Before discussing The Man I Love in competition at the Cannes Film Festival in 2026, Ira Sachs had made Peter Hujar’s Day world premiere at the Sundance Film Festival 2025 and later at the Berlin Festival in the Panorama section. The film is taken from the book Peter Hujar’s Day, which reports the transcription, recently rediscovered, of a conversation recorded in 1974 between author Linda Rosenkrantz and his dear friend, photographer Peter Hujar (1934–1987).
The film is part of Linda Rosenkrantz’s project to document a day in the life of several artists (including Chuck Close). On 19 December 1974, Hujar visited the author in his apartment, covering his previous day in detail. His is a story that interweaves acute observations, candid introspection and irony, able to evoke both the creative ferment and the precariousness of the 1970s New York, returning the profile of a demanding, sagacious artist and viscerally dedicated to his art.
Ira Sachs has approached Rosenkrantz’s work moved by a deep admiration for Peter Hujar, an avant-garde lawmaker famous for his black and white shots and for his predilection towards intimate subjects: from close ties with friends and lovers to landscapes, nudes and animals.
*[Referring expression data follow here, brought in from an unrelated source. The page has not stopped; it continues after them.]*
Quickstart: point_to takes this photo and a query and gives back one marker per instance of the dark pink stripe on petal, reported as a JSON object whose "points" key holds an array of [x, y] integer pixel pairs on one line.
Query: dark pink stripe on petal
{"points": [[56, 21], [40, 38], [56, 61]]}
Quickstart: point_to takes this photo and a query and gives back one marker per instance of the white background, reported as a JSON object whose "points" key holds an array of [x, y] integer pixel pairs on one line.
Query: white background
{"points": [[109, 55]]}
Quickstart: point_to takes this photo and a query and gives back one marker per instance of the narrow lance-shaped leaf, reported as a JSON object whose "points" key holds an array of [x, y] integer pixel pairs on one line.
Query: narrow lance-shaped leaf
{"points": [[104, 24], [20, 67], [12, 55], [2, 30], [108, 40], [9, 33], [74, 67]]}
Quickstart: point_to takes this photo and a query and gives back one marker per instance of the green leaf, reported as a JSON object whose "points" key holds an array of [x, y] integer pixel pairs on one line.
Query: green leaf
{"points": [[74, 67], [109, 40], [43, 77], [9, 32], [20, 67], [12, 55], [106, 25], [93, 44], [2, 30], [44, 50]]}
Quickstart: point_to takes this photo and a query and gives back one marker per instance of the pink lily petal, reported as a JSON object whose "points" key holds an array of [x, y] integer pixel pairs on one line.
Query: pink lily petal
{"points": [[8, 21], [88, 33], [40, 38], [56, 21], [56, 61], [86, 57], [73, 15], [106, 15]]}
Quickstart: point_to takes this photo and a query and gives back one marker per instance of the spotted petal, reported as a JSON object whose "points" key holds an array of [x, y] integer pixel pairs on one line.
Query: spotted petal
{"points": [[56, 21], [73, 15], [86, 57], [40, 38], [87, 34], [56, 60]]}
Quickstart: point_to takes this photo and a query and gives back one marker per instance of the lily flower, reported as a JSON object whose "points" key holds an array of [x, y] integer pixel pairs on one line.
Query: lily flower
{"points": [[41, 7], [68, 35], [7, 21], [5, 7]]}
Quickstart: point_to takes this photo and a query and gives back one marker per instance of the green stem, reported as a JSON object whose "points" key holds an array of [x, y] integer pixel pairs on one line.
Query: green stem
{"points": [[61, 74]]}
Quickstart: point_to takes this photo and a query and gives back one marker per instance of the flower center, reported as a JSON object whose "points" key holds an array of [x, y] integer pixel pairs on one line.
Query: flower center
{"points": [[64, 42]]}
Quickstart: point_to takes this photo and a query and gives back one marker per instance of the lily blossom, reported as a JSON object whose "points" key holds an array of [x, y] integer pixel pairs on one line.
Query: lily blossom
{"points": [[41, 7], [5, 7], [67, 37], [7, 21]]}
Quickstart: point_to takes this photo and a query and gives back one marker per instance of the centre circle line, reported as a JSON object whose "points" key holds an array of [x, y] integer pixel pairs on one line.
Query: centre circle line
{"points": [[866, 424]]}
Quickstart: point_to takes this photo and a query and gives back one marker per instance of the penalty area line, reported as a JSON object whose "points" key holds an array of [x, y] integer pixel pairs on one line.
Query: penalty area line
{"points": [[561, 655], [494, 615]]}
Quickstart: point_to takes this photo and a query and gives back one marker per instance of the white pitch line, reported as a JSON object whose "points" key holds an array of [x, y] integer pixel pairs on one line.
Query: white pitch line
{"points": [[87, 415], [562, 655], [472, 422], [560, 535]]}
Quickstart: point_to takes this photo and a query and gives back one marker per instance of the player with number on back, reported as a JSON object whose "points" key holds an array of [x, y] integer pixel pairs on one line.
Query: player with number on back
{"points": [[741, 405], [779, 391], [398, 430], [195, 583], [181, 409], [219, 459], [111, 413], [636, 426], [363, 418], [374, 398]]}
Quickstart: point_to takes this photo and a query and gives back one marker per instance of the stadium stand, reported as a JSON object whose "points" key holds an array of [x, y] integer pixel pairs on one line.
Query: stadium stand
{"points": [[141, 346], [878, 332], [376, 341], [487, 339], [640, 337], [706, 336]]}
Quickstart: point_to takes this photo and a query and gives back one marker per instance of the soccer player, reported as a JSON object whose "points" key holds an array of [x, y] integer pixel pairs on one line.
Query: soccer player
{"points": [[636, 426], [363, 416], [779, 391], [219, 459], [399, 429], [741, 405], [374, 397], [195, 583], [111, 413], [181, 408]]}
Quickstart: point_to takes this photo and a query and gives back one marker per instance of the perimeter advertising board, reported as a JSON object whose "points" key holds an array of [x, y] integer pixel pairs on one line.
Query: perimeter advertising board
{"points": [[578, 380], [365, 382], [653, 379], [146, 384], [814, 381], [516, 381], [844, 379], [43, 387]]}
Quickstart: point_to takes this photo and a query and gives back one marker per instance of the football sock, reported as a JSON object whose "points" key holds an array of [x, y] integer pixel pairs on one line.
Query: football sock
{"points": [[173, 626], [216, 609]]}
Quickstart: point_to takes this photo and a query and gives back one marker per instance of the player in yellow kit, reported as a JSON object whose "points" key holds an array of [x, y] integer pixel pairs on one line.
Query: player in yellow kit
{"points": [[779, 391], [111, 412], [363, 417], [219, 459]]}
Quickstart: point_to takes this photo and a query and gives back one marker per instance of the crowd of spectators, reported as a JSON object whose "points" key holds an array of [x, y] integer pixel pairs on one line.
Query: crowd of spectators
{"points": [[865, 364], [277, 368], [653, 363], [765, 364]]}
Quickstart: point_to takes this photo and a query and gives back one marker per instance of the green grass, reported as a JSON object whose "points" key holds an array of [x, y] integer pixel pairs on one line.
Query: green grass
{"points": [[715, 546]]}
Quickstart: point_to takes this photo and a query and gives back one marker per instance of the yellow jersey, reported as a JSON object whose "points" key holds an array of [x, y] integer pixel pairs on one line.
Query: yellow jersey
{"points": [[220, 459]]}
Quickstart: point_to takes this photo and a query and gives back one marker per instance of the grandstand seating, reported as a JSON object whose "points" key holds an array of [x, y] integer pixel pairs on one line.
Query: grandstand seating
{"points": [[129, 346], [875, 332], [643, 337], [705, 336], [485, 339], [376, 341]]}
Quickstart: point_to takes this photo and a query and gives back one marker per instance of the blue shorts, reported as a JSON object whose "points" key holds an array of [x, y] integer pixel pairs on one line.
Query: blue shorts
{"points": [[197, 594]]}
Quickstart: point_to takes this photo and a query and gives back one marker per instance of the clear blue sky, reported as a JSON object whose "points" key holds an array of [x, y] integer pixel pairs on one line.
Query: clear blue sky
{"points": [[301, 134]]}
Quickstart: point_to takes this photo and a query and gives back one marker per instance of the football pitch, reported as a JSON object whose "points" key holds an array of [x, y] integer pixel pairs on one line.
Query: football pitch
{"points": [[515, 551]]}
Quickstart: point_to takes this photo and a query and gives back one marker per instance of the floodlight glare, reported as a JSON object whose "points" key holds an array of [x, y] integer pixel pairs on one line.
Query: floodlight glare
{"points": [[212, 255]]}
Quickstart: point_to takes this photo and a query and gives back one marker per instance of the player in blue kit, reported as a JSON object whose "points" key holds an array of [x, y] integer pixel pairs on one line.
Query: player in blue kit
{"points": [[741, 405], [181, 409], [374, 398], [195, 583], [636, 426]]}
A key figure of the undergorund scene of the Lower East Side of New York between the 1970s and 1980s, Hujar has always distinguished himself for his artistic rigour and independence.
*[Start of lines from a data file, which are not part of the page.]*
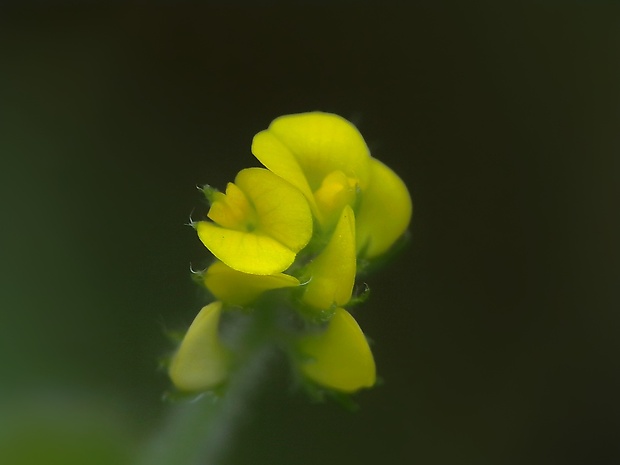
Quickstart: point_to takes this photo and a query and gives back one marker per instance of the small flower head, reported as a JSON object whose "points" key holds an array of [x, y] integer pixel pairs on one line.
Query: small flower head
{"points": [[322, 205], [326, 158], [259, 225]]}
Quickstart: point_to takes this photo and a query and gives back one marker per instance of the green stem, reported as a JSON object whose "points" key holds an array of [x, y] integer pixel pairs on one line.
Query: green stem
{"points": [[199, 432]]}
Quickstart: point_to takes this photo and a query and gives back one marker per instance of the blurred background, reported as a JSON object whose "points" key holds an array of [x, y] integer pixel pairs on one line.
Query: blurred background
{"points": [[496, 331]]}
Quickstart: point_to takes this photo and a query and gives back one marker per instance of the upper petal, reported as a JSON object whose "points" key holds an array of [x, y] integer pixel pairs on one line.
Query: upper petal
{"points": [[236, 288], [245, 251], [281, 210], [201, 361], [384, 211], [339, 357], [304, 148]]}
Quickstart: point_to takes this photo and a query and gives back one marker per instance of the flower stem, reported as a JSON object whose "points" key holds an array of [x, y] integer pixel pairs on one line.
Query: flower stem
{"points": [[200, 432]]}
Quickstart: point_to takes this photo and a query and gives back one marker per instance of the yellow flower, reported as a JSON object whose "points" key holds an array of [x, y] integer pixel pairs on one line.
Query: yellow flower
{"points": [[201, 362], [331, 274], [259, 225], [338, 357], [384, 211], [326, 158], [236, 288], [321, 154]]}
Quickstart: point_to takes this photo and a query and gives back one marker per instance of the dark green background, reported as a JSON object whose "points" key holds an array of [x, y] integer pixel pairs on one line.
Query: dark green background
{"points": [[496, 332]]}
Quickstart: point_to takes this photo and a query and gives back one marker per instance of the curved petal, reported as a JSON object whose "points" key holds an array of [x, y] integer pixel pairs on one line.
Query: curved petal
{"points": [[384, 211], [339, 358], [332, 273], [245, 251], [321, 143], [282, 211], [202, 361], [236, 288], [272, 153]]}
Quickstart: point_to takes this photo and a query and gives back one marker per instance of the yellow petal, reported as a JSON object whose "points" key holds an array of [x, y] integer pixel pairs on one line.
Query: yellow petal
{"points": [[282, 211], [236, 288], [305, 148], [202, 361], [339, 358], [332, 273], [244, 251], [276, 156], [233, 210], [384, 211]]}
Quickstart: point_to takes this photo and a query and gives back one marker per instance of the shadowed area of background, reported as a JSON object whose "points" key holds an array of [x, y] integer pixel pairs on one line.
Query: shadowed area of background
{"points": [[496, 331]]}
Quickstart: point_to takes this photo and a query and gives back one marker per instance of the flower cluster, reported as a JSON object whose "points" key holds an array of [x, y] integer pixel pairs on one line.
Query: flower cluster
{"points": [[302, 224]]}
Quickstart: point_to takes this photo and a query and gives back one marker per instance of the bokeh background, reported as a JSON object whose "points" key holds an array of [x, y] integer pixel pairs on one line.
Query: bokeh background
{"points": [[496, 331]]}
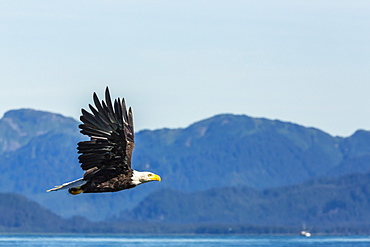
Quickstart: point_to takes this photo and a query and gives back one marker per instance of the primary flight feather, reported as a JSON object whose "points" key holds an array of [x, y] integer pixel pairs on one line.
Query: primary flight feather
{"points": [[106, 157]]}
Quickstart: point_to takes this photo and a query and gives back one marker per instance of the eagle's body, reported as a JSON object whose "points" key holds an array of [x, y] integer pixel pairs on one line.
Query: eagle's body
{"points": [[106, 157]]}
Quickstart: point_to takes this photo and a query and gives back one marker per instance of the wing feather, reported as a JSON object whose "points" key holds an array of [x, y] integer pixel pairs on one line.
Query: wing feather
{"points": [[110, 128]]}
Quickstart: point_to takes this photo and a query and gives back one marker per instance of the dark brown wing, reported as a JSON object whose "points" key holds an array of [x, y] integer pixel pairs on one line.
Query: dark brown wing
{"points": [[111, 131]]}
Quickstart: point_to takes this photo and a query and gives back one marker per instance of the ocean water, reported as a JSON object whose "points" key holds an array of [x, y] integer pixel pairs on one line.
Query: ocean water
{"points": [[182, 241]]}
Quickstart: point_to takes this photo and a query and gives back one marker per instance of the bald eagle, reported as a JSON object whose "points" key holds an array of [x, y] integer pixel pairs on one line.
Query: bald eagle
{"points": [[106, 157]]}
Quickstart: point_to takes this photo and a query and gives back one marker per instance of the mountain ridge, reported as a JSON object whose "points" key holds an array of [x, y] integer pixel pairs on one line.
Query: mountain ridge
{"points": [[221, 151]]}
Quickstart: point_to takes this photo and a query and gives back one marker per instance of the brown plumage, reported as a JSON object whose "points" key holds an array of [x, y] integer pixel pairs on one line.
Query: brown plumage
{"points": [[106, 157]]}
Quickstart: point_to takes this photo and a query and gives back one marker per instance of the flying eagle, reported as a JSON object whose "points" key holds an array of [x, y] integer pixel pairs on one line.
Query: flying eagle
{"points": [[106, 157]]}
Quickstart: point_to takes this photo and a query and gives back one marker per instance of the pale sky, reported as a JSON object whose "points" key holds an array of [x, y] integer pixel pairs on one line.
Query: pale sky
{"points": [[178, 62]]}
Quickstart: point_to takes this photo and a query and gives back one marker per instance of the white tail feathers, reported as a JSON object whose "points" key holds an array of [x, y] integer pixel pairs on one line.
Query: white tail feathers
{"points": [[72, 184]]}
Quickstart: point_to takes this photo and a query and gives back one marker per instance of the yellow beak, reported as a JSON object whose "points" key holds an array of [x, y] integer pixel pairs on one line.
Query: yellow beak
{"points": [[155, 177]]}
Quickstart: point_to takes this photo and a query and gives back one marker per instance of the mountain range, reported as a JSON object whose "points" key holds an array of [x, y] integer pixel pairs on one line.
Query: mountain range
{"points": [[232, 156]]}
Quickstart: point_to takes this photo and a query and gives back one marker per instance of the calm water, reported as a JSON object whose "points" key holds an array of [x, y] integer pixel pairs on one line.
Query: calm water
{"points": [[179, 241]]}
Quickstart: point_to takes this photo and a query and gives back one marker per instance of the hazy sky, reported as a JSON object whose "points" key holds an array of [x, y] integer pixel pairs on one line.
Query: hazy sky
{"points": [[177, 62]]}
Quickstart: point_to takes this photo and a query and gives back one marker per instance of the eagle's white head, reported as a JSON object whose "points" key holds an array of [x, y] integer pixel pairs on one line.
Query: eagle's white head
{"points": [[144, 177]]}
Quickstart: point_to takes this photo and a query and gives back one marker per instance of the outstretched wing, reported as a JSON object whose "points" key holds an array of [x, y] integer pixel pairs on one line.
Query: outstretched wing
{"points": [[111, 131]]}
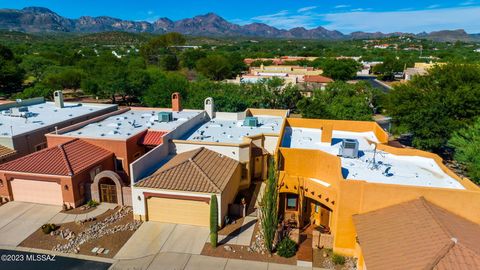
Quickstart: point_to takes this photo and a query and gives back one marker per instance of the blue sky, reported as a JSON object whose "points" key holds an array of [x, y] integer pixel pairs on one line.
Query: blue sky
{"points": [[343, 15]]}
Peter Hujar’s Day, la trama
Peter Hujar was one of the most vital and uncompromising photographers of his generation. In 1974, she sat down with her friend writer Linda Rosenkrantz to describe her day, as part of a series of interviews scheduled by Rosenkrantz with various artists.
Ira Sachs draws on the recording of that conversation, turning a single afternoon into the portrait of an artist, of a friendship and of the downtown scene that shaped both.
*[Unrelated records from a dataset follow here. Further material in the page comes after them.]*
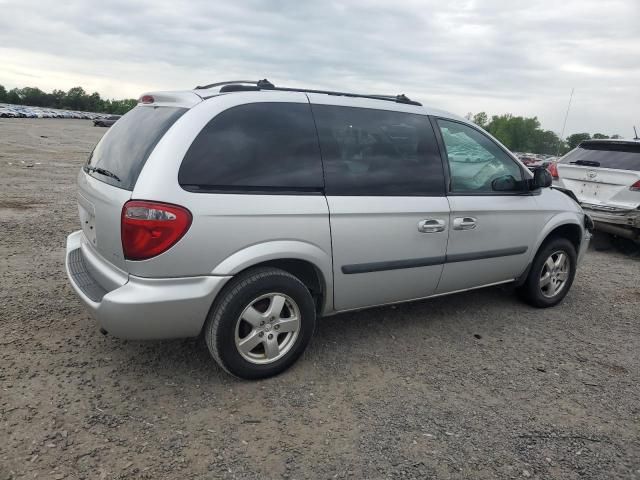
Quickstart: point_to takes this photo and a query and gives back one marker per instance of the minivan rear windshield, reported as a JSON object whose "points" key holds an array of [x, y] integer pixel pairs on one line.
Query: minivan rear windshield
{"points": [[621, 156], [119, 157]]}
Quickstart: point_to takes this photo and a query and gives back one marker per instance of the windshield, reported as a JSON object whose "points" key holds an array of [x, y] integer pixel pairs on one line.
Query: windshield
{"points": [[621, 156], [124, 149]]}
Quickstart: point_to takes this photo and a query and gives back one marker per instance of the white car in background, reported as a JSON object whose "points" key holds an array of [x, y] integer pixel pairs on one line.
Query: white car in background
{"points": [[604, 175]]}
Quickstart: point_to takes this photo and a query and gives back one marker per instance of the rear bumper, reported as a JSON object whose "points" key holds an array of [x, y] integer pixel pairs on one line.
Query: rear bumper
{"points": [[139, 308], [584, 245]]}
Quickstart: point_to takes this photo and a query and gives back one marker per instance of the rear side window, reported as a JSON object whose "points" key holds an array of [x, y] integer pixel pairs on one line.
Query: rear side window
{"points": [[378, 152], [260, 147], [622, 156], [124, 149]]}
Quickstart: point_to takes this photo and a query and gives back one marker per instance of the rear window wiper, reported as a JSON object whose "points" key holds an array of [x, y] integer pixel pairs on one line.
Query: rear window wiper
{"points": [[102, 171], [586, 163]]}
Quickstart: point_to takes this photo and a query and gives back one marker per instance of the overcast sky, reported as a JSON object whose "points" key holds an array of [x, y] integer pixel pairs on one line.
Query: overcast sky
{"points": [[497, 56]]}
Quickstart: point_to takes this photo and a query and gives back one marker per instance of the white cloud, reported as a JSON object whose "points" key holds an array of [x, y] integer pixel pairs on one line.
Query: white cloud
{"points": [[492, 55]]}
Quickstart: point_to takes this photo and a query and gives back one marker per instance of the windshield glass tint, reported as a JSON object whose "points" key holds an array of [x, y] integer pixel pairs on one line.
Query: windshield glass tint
{"points": [[622, 156], [475, 161], [125, 147]]}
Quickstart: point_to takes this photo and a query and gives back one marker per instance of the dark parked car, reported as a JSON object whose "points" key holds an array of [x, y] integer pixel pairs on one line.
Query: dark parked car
{"points": [[106, 121]]}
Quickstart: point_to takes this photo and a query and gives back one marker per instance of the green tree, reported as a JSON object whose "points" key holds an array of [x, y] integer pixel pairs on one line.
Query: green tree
{"points": [[574, 140], [76, 99], [33, 96]]}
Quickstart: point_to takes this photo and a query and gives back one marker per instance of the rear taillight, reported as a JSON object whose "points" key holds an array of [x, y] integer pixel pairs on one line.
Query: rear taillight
{"points": [[151, 228]]}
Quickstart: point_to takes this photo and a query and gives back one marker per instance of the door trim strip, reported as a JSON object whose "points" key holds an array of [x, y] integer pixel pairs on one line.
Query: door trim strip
{"points": [[391, 265], [429, 261], [503, 252]]}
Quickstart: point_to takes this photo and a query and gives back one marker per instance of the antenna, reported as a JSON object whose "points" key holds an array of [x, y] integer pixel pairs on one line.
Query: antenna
{"points": [[565, 119]]}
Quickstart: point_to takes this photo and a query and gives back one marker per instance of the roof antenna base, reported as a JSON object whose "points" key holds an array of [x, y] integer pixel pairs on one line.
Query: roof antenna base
{"points": [[265, 84]]}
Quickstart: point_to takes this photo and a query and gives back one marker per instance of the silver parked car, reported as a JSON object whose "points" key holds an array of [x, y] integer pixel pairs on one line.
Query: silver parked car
{"points": [[604, 175], [244, 211]]}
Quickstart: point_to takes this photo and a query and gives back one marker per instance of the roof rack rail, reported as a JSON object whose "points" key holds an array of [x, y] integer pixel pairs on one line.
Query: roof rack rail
{"points": [[265, 84], [229, 82]]}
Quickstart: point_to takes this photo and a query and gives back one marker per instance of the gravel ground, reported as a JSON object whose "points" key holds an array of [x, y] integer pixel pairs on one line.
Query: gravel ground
{"points": [[475, 385]]}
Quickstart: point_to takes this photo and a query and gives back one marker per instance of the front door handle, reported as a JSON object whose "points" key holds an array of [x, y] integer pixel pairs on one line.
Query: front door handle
{"points": [[464, 223], [431, 225]]}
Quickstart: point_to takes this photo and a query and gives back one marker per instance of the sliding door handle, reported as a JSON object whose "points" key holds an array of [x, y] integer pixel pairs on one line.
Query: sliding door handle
{"points": [[464, 223], [431, 225]]}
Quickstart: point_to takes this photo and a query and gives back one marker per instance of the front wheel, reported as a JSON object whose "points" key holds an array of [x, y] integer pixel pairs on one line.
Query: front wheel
{"points": [[261, 324], [551, 275]]}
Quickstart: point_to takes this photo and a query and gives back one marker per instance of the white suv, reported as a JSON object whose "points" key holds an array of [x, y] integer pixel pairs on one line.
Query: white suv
{"points": [[244, 211]]}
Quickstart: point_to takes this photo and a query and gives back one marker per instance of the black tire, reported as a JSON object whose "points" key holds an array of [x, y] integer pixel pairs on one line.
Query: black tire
{"points": [[220, 328], [531, 291]]}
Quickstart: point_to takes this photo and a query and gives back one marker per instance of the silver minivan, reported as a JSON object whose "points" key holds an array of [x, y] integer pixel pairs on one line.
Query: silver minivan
{"points": [[243, 211]]}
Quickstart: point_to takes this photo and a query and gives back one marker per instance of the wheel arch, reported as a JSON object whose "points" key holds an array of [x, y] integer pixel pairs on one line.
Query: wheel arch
{"points": [[306, 261], [565, 225]]}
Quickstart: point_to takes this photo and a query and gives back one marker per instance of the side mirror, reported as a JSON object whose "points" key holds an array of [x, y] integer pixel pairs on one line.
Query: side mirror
{"points": [[541, 178], [505, 183]]}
Set entirely in Linda’s apartment in Manhattan, the film reproduces with imagination their intimate exchange while Hujar recalls the previous 24 hours in detail: a meeting with Allen Ginsberg, a call from Susan Sontag, the negotiations between art, money and survival in the New York of the 1970s. What begins as the portrait of a single day turns unexpectedly into a “joycean” reflection on the life of an artist and the passage of time.
Il cast
Ben Whishaw: Peter Hujar
Rebecca Hall: Linda Rosenkrantz
Arrived in New York in 1988, Sachs reflects on that generation defining it courageous and deeply committed. “They produced works of extreme honesty and, precisely in that honesty, they became radical,” the director observed. While not initially looking for a film subject, Sachs found it among the pages of Peter Hujar’s Day: “I arrived at the last page, I realized that I wanted to draw a film from that material.”.
Turned with the 16mm Kodak film material, Peter Hujar’s Day is produced by Jordan Drake, Jonah Disend and Fred Burle. The striking reconstruction of the New York “downtown” of the 1970s was vividly realized by the scenographer Stephen Phelps (Anora).
L’articolo Peter Hujar’s Day film by Ira Sachs on MUBI proviene da Dituttounpop.it.